Beşiktaş'taki terör saldırısında şehit sayısı yükseldi. 36'sı polis, 8'i siviy 44 kişi şehit olurken, önceki gün olduğu gibi dün de, Türkiye'nin dört bir yanında, şehitlerin acı çığlıkları yürekleri dağladı. Şehitler ebediyete uğurlanırken, Diyarbakır'dan, Van, Muş, Şanlıurfa ve Siverek'ten yükselen Kürtçe ağıtlar "teröre lanet" getirdi. Diyarbakır'da terörden göç edip İstanbul'a yerleşen Velat Demiroğlu'nun cenaze töreninde gözyaşları sel olurkan yakınları, PKK'ya tepki gösterdi; "Biz kan istemiyoruz, bizi savunmasınlar, bizi öldürmesinler biz Kürdüz" dedi.

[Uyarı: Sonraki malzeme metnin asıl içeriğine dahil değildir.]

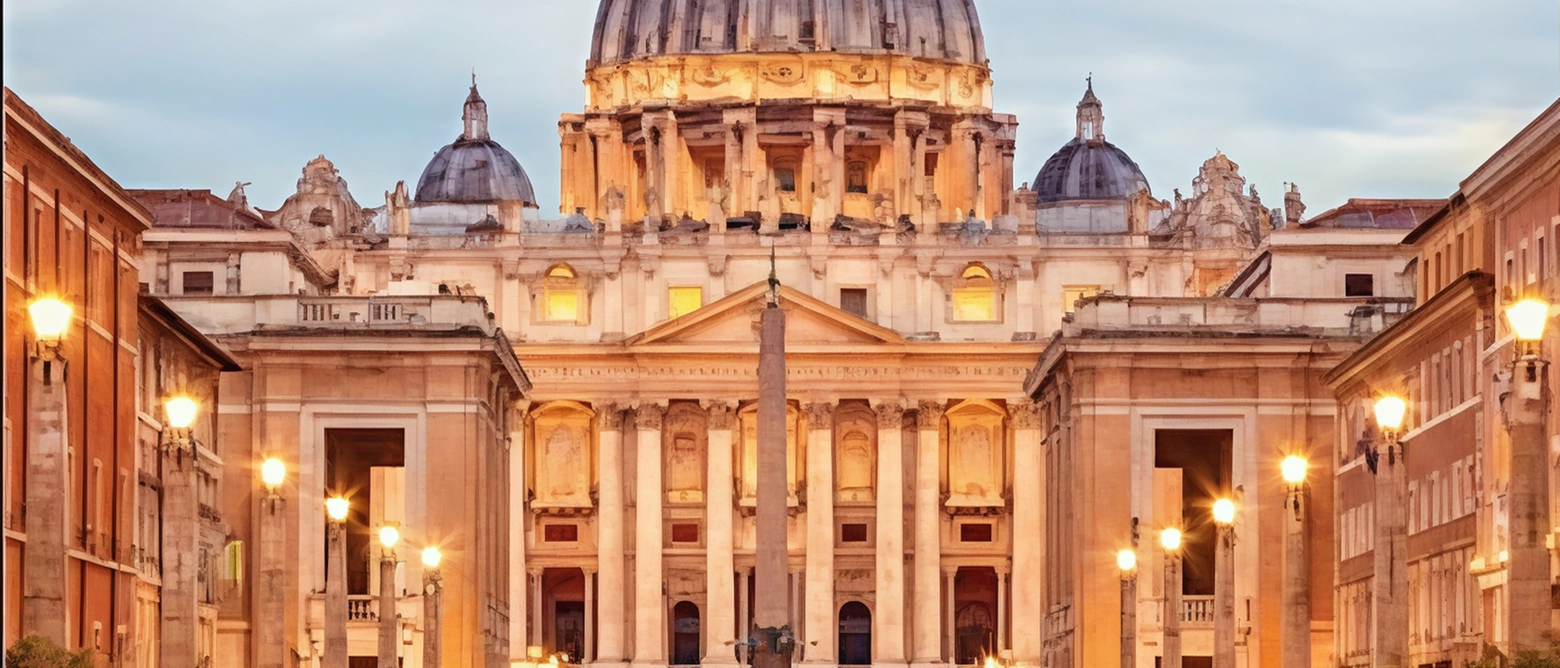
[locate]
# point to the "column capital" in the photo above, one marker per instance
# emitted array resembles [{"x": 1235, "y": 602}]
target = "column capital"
[
  {"x": 889, "y": 412},
  {"x": 609, "y": 417},
  {"x": 648, "y": 415},
  {"x": 721, "y": 412},
  {"x": 928, "y": 414},
  {"x": 1025, "y": 414},
  {"x": 819, "y": 414}
]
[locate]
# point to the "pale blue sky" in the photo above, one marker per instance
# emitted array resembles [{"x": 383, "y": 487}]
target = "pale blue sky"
[{"x": 1343, "y": 97}]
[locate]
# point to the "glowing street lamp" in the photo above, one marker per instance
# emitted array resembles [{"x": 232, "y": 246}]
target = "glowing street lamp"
[
  {"x": 336, "y": 508},
  {"x": 1225, "y": 512},
  {"x": 389, "y": 536},
  {"x": 432, "y": 607},
  {"x": 180, "y": 411},
  {"x": 50, "y": 320},
  {"x": 1225, "y": 584},
  {"x": 1528, "y": 319},
  {"x": 1170, "y": 539},
  {"x": 1526, "y": 409},
  {"x": 1127, "y": 562},
  {"x": 1294, "y": 469}
]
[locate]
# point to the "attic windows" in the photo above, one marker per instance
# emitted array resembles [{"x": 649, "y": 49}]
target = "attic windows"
[
  {"x": 562, "y": 300},
  {"x": 975, "y": 295}
]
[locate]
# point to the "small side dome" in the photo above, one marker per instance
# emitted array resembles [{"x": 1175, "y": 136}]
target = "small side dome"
[
  {"x": 1088, "y": 167},
  {"x": 475, "y": 169}
]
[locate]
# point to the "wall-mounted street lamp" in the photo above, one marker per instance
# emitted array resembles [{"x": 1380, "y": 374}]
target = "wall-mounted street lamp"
[
  {"x": 432, "y": 607},
  {"x": 1170, "y": 539},
  {"x": 1127, "y": 562},
  {"x": 50, "y": 322},
  {"x": 1526, "y": 409},
  {"x": 1225, "y": 584},
  {"x": 336, "y": 509},
  {"x": 1295, "y": 618},
  {"x": 389, "y": 536}
]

ŞEHİT SAYISI 44'E YÜKSELDİ
Sağlık Bakanı Recep Akdağ, İstanbul'daki terör saldırılarında hayatını kaybedenlerin sayısını 44'e yükseldiğini açıkladı. Sağlık Bakanı Akdağ, "Biz 36 polisimiz ve 8 sivilin hayatını kaybettiği çok ağır, kanlı bir saldırıyla karşı karşıya kaldık ve iki gündür uykusuz biçimde meselenin Sağlık Bakanı olarak doğrudan doğruya içindeyim" dedi.
ŞEHİTLERE GÖZYAŞLARI
Türkiye'nin dört bir yanında, şehitlerin acı çığlıkları yürekleri dağladı. Şehitler ebediyete uğurlanırken, Diyarbakır'dan, Van, Muş, Şanlıurfa ve Siverek'ten yükselen Kürtçe ağıtlar "teröre lanet" getirdi. Kırmızı ışıkta beklerken meydana gelen patlama sonucu hayatını kaybeden minibüs şoförü Velat Demiroğlu, Diyarbakır'da Kürtçe ağıtlarla terör lanetlenerek toprağa verildi. Cenaze töreninde konuşan baba Mehmet Demiroğlu, Diyabakır'dan bir beladan dolayı göç ettiklerini söyledi.
VELAT'A KÜRTÇE AĞITLAR
24 yaşındaki şoför Velat Demiroğlu'nun cenazesi, karayolu ile İstarnbul'dan Diyarbakır'ın Çınar İlçesine bağlı Yaprakbaşı köyüne getirildi. Kürtçe ağıtlarla, terör lanetlenerek köyde toprağa verilen Demiroğlu'nun cenaze törenine, Çınar Kaymakamı İsmail Şanlı'nın yanı sıra çok sayıda kişi katıldı.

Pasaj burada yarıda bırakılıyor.